Raw location data is widely available everywhere. It emanates from each and every smartphone, wearable, and linked device there is. Location data, however, has little commercial value in its raw form. It is not privacy friendly and requires complex improvement before use in the market.
Filtering for erroneous or duplicate data, stringent anonymization and security standards, supply correction, and the aggregation of information for usage in diverse use cases, such as real estate investing, and analyzing retail shop performance are all parts of the refining process.
These procedures frequently demand for highly skilled technical teams. The accelerated development of location intelligence and analytics products, however, creates space for inefficiencies because of the inherent noise in location data and its complex refining procedures.
In the age of AI, applying machine learning algorithms can get around all the problems listed above and create business insights that are future-proof. Machine learning gathers different data sources, like the location, demographic, and weather information, and creates a relationship between all of these sources and a goal source, such revenue data.
When there is sufficient training data, the computer may automatically learn these relationships and calculate the effects of different data sources on the target source. Businesses are able to make better informed decisions faster and with more capital efficiency thanks to these machine learning models.
Foot traffic data generated by machine learning can be trusted to be more accurate and timely, which is something we are frequently informed is crucial for our clients so they can invest, sell, create, launch, or pivot more quickly.
Indeed, using machine learning to guide organizations is now considered normal practice among top global corporations. Here are a few snapshots that show how location data powered by machine learning is upending three different businesses to serve as an example.
Machine learning algorithms can be used to examine a specific neighborhood or zip code in the context of real estate investing to understand who lives there and how that is changing. By anticipating or even forecasting certain insights based on the collection and combination of data, machine learning models can bring significant value in this situation.
The investor’s output value comprises the capacity to tell a better story about an investment opportunity as well as comprehensive insights that are easy to understand and based on all pertinent data. A faster transition from property research to deal drafting is possible for investors thanks to machine learning.
There are several applications of machine learning and foot traffic in the insurance industry. Making underwriting plans for business interruption coverage is arguably one of the more critical ones. Utilizing mobility data is a way for determining how a catastrophic event will actually affect foot traffic and, consequently, income at a business.
A novel approach to doing this is to use location intelligence in parametric applications, which are insurance policies that are instantaneously activated by an actual incident rather than through a drawn-out claim process. As a result, insurers’ underwriting procedures are more effective and secure.
In order to infer mobility patterns and gauge visitor trends to their physical stores, retailers are frequently most interested with leveraging machine learning-powered foot traffic data sets. With the aid of these information, retailers are better able to analyze trade areas, comprehend the success of their stores, and choose the ideal locations for their upcoming physical locations.
The same models may be used to compare performance across stores and to analyze how each one is doing in comparison to its rivals, the market as a whole, and other brands. As a result, retailers can track their regional dominance and market share over time, stay one step ahead of the competition by spotting untapped areas and opportunities.

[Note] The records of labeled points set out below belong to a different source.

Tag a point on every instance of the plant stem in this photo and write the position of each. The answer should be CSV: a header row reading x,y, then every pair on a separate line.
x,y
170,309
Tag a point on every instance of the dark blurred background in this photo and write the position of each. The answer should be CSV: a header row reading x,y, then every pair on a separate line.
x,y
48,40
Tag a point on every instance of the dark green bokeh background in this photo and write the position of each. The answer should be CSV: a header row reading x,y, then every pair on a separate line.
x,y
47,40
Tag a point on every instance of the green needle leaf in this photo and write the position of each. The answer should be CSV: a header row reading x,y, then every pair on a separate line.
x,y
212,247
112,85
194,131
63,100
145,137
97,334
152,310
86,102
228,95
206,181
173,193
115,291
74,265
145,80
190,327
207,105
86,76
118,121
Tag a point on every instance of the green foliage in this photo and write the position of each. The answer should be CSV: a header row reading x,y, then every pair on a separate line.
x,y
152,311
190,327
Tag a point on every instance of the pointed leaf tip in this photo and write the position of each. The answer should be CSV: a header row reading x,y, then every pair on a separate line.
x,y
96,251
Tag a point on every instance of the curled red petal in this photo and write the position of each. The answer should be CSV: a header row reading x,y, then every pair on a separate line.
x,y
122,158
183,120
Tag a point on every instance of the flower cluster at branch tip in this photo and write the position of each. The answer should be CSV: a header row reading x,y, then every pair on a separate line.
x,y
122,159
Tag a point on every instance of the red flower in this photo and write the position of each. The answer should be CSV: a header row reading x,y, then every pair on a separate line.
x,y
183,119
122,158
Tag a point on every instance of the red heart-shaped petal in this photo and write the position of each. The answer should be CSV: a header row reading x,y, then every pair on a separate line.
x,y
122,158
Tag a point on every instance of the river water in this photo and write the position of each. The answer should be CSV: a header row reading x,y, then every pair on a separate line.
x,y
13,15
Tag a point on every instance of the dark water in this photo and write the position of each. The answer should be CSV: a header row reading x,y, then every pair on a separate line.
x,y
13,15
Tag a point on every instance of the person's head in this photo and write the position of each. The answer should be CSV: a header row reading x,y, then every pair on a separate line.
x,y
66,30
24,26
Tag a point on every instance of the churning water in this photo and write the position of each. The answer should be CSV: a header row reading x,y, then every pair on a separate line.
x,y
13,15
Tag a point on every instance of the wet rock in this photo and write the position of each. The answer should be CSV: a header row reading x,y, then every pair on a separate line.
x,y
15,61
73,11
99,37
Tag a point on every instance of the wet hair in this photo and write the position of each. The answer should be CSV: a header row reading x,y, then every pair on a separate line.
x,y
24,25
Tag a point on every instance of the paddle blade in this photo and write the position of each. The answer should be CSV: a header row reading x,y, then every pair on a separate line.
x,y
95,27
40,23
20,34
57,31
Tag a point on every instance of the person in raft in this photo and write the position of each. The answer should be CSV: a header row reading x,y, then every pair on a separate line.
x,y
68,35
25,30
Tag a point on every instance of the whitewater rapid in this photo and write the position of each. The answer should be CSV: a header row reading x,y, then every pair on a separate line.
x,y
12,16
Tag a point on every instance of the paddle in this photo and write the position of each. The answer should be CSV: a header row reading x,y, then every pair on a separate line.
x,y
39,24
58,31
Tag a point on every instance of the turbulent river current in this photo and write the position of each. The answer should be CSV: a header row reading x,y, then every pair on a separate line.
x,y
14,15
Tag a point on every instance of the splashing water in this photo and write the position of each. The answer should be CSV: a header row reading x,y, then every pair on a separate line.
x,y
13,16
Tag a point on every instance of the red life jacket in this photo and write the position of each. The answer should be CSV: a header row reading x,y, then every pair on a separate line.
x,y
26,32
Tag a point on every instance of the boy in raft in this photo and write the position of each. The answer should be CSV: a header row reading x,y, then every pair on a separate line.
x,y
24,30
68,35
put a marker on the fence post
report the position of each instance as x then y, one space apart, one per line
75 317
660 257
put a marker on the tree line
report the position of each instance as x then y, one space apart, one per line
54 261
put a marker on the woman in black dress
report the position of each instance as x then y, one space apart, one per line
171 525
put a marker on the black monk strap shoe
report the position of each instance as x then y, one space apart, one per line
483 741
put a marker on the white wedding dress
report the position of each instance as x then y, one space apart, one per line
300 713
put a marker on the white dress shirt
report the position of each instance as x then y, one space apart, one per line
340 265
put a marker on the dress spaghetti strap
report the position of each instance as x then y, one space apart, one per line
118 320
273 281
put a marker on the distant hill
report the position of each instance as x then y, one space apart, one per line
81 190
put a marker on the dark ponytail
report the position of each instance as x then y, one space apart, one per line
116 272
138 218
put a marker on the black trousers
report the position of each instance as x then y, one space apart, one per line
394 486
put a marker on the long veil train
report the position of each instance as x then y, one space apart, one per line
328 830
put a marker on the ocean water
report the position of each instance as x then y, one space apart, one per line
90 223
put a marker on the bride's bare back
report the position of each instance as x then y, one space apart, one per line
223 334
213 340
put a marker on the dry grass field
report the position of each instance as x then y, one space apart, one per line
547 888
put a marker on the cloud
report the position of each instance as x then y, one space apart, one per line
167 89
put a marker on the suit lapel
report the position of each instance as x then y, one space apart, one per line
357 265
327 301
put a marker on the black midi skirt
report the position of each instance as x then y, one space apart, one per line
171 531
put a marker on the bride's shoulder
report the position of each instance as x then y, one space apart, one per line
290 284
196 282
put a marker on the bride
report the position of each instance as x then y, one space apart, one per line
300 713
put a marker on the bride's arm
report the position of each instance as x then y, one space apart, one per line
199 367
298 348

Here are a few “must-do” best practices for utilizing machine learning-powered location data in your organization to assist you in getting started.
- Ensure Data Quality: When it comes to applications for machine learning, data quality is crucial. For location data, this is especially true. Before implementing machine learning, businesses must confirm that the location data they are utilizing is precise, current, and relevant to their particular use case.
- Pick the Right Tools: The effectiveness of location data intelligence projects can be significantly impacted by the algorithms and tools used for machine learning. For instance, while certain machine learning algorithms are better suited to handle high-dimensional data, others are more suited to handling enormous volumes of data.
- Addressing Privacy Issues: Location data can contain sensitive information, and its use must adhere to privacy laws. It’s essential to have a strong data governance strategy that protects privacy while allowing for insightful research.
- Build vs. Buy: Building a solution internally requires a lot of knowledge and takes time, but it also gives you more control. Although purchasing a solution can be speedier and need less technical knowledge, it could not be as adaptable to particular needs.
- Getting Ready For Implementation Challenges: Like the implementation of any technology, a machine learning solution has its share of difficulties. These could include technical challenges, such as connecting the solution with current systems, as well as managing change and workforce upskilling.
- Securing Buy-In: Focus on presenting the benefits of location data insight to stakeholders to gain their support. Make your case through case studies, success stories, and data-driven arguments. Show how investment in this technology may result in better decision making, increased operational efficiency, and new insights that can drive corporate success.
Machine learning-powered location data intelligence is a potent instrument with transformative potential. However, as with any tool, it must be used with caution and responsibility. The recommended practices provided here serve as a starting point, but each organization’s journey will be unique.